Misspecification in Inverse Reinforcement Learning

In this post, I will provide a summary of the paper Misspecification in Inverse Reinforcement Learning, and explain some of its results. I will assume basic familiarity with reinforcement learning. This is the third post in the theoretical reward learning sequence, which starts in this post (though this post is self-contained).

This paper won the best paper award at AAAI 2023.

Background

Recall that IRL is concerned with inferring what objective an agent is pursuing, based on the actions taken by that agent. It is typically assumed that the behaviour of the observed agent is described by a (stationary) policy , and that its objectives are described by a reward function, $R$ . Therefore, the IRL problem can be formally stated as the problem of inferring a reward function $R$ , based on a policy $π$ which has been computed from $R$ . However, to do this, we must make assumptions about how R relates to $π$ . In other words, we must make assumptions about how a person’s preferences relate to their behaviour. We refer to this as the behavioural model. Of course, in the real world, this relationship can be incredibly complicated and thus difficult (to not say practically impossible) to model perfectly. This means that we should expect this behavioural model to be misspecified (regardless of whether this model is specified manually, or produced by machine learning, etc). This raises the concern that IRL algorithms might systematically lead to flawed inferences if applied to real-world data.

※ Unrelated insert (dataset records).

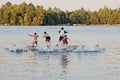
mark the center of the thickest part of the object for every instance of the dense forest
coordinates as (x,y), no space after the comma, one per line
(30,15)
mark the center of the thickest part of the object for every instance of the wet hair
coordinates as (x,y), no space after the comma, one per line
(62,28)
(65,35)
(45,32)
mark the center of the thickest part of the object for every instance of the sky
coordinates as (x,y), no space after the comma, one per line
(69,5)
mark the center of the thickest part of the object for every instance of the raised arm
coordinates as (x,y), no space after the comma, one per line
(30,35)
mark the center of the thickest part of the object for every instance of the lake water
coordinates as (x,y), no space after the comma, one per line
(61,66)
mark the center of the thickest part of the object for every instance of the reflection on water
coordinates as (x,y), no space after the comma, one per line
(32,65)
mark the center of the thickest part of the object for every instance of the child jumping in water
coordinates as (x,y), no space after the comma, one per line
(35,36)
(62,34)
(65,40)
(47,39)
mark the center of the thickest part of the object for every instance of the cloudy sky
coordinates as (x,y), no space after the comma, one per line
(70,4)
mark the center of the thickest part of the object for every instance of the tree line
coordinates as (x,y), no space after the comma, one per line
(30,15)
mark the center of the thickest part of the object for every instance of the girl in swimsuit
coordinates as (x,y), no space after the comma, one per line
(47,39)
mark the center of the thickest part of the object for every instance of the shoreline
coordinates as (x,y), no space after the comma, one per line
(79,25)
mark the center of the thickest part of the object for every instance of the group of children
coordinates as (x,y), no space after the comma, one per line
(63,39)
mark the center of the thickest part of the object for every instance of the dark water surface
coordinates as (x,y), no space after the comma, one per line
(61,66)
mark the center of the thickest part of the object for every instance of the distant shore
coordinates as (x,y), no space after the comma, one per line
(71,25)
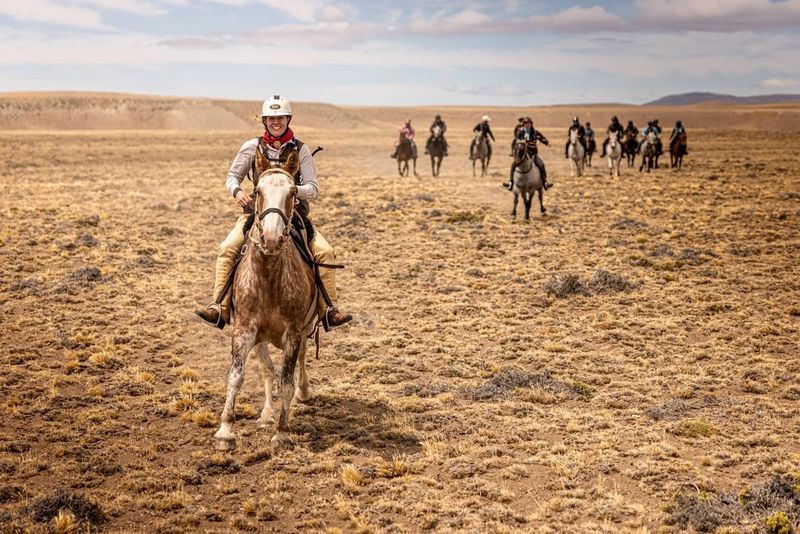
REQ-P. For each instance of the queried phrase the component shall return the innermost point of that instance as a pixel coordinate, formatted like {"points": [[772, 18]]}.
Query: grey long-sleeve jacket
{"points": [[242, 163]]}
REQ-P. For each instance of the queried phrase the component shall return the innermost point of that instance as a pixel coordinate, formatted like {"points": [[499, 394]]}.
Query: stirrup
{"points": [[219, 322], [327, 326]]}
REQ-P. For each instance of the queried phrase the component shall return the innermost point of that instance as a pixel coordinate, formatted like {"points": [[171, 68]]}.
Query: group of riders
{"points": [[278, 142], [525, 132]]}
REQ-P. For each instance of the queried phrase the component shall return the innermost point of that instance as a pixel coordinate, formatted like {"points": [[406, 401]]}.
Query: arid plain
{"points": [[626, 363]]}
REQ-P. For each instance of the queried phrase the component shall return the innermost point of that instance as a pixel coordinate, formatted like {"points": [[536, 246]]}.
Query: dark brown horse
{"points": [[437, 150], [649, 152], [275, 301], [629, 145], [677, 149], [405, 153]]}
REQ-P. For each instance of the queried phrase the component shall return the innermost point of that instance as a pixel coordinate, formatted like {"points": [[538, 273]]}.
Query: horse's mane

One response to this issue is to make behavioural models that are as accurate as possible. However, while a behavioural model can be more or less accurate, it will never be realistically possible to create a behavioural model that is completely free from misspecification (with the possible exception of certain very narrow domains). This means that if we wish to use IRL as a tool for preference elicitation, then it is crucial to have an understanding of how robust the IRL problem is to misspecification of the behavioural model. Is it enough to have a behavioural model which is roughly accurate, or do we need to have a highly accurate behavioural model to ensure accurate inferences? This paper attempts to make some progress on answering this problem.

Formalism

To tackle this problem, we must first find a good way to formalise it.

Given a fixed set of states $S$ and a fixed set of actions $A$ , let $R$ be the set of all reward functions definable over $S$ and $A$ , i.e., $S \times A \times S \to R$ , and let $Π$ be the set of all policies defined over $S$ and $A$ , i.e., $S \to Δ (A)$ . We will use the following definition:

Definition: A function $f : R \to Π$ is a behavioural model.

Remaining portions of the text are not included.